Bret Lott is a writer, he’s a creative writer, and he’s a creative Christian writer. I don’t think he would write a normal review — summary, strengths, and interaction. That would be the easy route. That would, in terms of its category, “borrow from the vast steaming pile of clichés we always have ready at hand” (50). And who wants to do that?
There’s one big idea I’ll take away from Lott’s semi-autobiographical Letters and Life (Crossway, 2013). It appears on page 47, under the banner for chapter 3: “On Precision.” It’s not even Lott’s words, or Lott’s story. But he uses it throughout the chapter, and I’ll never forget it. Lott begins:
Here’s a quote I keep taped to the wall above my desk, which is to say it is an important one, one of my favorites, and one that helps me when I write. It’s from a memoir piece the poet Phil Levine wrote that appeared in the journal Ploughshares a few years ago. It’s about his having been a student in one of those legendary workshops at Iowa, this one taught by none other than John Berryman, that madman prophet whose lips were touched by the searing coal of poetry. Levine writes that one day Berryman gave the assembled young writers the following monumentally inspiring and intensely intimidating exhortation: “You should always be trying to write a poem you are unable to write, a poem you lack the technique, the language, the courage to achieve. Otherwise, you’re merely imitating yourself, going nowhere because that’s always easiest.”
I don’t remember exactly what I thought when I first read those last two sentences. But I know I stopped. I stopped because I had just been taken somewhere I’d never been taken before. I’d read a real idea, put into real writing.
Because here’s the thing: In writing we’re not just trying to circle the same property, crest the same hill, ford the same river. Writing is a pioneer activity, a mission impossible of the mind. The best writers take us places we’ve not been because we didn’t have the words to get there, and they got there (and took us with them) because they launched themselves into the journey even when they didn’t have the words, either. No one has the words until they have them. And then, there they are, and a new world comes into being.
Of course, it’s rarely that simple. Rarely do the right words just happen upon us like surprise sunsets. Most often we fight for them. We fight to win them from the ever-thickening web of synthetic constraints that dim the glory of the written word. We fight to liberate them from our incessant lackadaisy — or else our overweaning pride and overbearing cleverness. Either way, it’s most often a fight.
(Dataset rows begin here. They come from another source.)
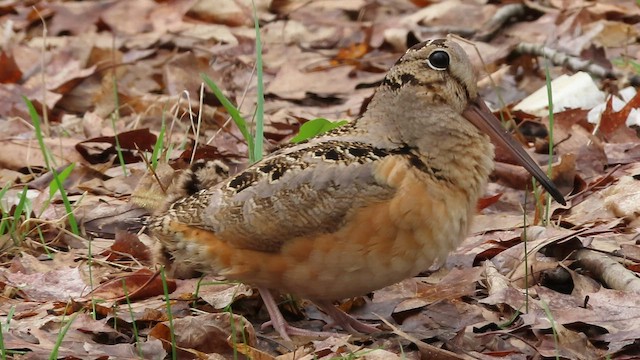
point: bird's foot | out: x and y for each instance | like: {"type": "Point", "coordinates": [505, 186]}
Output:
{"type": "Point", "coordinates": [284, 329]}
{"type": "Point", "coordinates": [344, 320]}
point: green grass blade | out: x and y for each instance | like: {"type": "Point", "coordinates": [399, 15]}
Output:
{"type": "Point", "coordinates": [61, 335]}
{"type": "Point", "coordinates": [259, 138]}
{"type": "Point", "coordinates": [316, 127]}
{"type": "Point", "coordinates": [64, 174]}
{"type": "Point", "coordinates": [67, 205]}
{"type": "Point", "coordinates": [549, 168]}
{"type": "Point", "coordinates": [240, 122]}
{"type": "Point", "coordinates": [157, 148]}
{"type": "Point", "coordinates": [165, 288]}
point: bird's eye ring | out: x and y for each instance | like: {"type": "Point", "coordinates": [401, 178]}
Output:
{"type": "Point", "coordinates": [438, 60]}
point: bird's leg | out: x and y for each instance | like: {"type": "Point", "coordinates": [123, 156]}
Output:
{"type": "Point", "coordinates": [344, 320]}
{"type": "Point", "coordinates": [280, 324]}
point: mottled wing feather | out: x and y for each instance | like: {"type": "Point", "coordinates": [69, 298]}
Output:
{"type": "Point", "coordinates": [296, 192]}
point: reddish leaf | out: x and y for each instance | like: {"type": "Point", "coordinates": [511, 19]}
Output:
{"type": "Point", "coordinates": [142, 284]}
{"type": "Point", "coordinates": [101, 149]}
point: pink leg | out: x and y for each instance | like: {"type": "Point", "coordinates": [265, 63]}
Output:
{"type": "Point", "coordinates": [280, 324]}
{"type": "Point", "coordinates": [344, 320]}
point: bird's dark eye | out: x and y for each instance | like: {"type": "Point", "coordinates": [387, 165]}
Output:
{"type": "Point", "coordinates": [438, 60]}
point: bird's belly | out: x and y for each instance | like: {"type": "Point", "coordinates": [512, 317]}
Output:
{"type": "Point", "coordinates": [377, 246]}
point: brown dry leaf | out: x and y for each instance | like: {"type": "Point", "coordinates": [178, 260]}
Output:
{"type": "Point", "coordinates": [127, 245]}
{"type": "Point", "coordinates": [141, 284]}
{"type": "Point", "coordinates": [50, 285]}
{"type": "Point", "coordinates": [210, 333]}
{"type": "Point", "coordinates": [101, 149]}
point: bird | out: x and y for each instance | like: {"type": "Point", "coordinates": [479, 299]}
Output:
{"type": "Point", "coordinates": [358, 208]}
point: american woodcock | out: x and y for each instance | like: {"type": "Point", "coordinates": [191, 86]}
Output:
{"type": "Point", "coordinates": [358, 208]}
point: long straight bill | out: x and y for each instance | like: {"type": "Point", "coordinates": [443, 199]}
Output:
{"type": "Point", "coordinates": [480, 116]}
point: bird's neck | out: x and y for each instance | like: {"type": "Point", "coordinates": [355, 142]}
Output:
{"type": "Point", "coordinates": [438, 134]}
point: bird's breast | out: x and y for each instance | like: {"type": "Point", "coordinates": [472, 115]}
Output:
{"type": "Point", "coordinates": [379, 244]}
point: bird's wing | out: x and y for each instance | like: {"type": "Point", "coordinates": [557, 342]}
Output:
{"type": "Point", "coordinates": [298, 191]}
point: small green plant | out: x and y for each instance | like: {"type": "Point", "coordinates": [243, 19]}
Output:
{"type": "Point", "coordinates": [61, 335]}
{"type": "Point", "coordinates": [50, 163]}
{"type": "Point", "coordinates": [3, 350]}
{"type": "Point", "coordinates": [165, 288]}
{"type": "Point", "coordinates": [556, 339]}
{"type": "Point", "coordinates": [316, 127]}
{"type": "Point", "coordinates": [623, 62]}
{"type": "Point", "coordinates": [547, 198]}
{"type": "Point", "coordinates": [133, 319]}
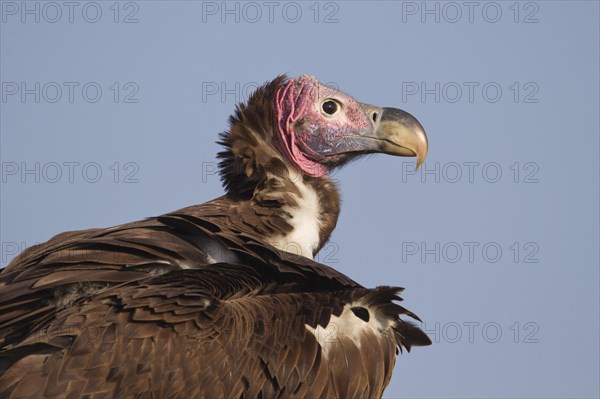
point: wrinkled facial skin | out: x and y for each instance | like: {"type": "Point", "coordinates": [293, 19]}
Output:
{"type": "Point", "coordinates": [320, 128]}
{"type": "Point", "coordinates": [310, 137]}
{"type": "Point", "coordinates": [323, 137]}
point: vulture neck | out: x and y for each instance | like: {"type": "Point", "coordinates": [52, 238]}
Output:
{"type": "Point", "coordinates": [292, 211]}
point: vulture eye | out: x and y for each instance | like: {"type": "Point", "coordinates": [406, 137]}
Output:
{"type": "Point", "coordinates": [330, 107]}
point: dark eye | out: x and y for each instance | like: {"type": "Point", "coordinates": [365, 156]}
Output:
{"type": "Point", "coordinates": [330, 107]}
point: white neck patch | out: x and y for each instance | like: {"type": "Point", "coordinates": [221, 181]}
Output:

Precision calls for patience, it calls for searching; it calls for striving; it also calls for letting yourself trip over what is right there in the path before you. Precision is indispensable; it is just beyond your reach. You don’t have the technique, the language, or the courage to achieve precision. But if you want to write, then for all these reasons — and chiefly because we serve a precise God who is creator of all things — you must reach for precision. As a writer you must always be striving for that which you cannot yet achieve and for that which you cannot yet know (62).
So what will it mean for me to write for the rest of my life? Many things, but never less than this: “trying to write a poem I’m unable to write, a poem I lack the technique, the language, the courage to achieve.” Then, though it may be a literary bloodbath to get there, I’ll get somewhere I’ve not gotten before. And perhaps take someone with me.
Thanks to Crossway for providing a free copy for unbiased review.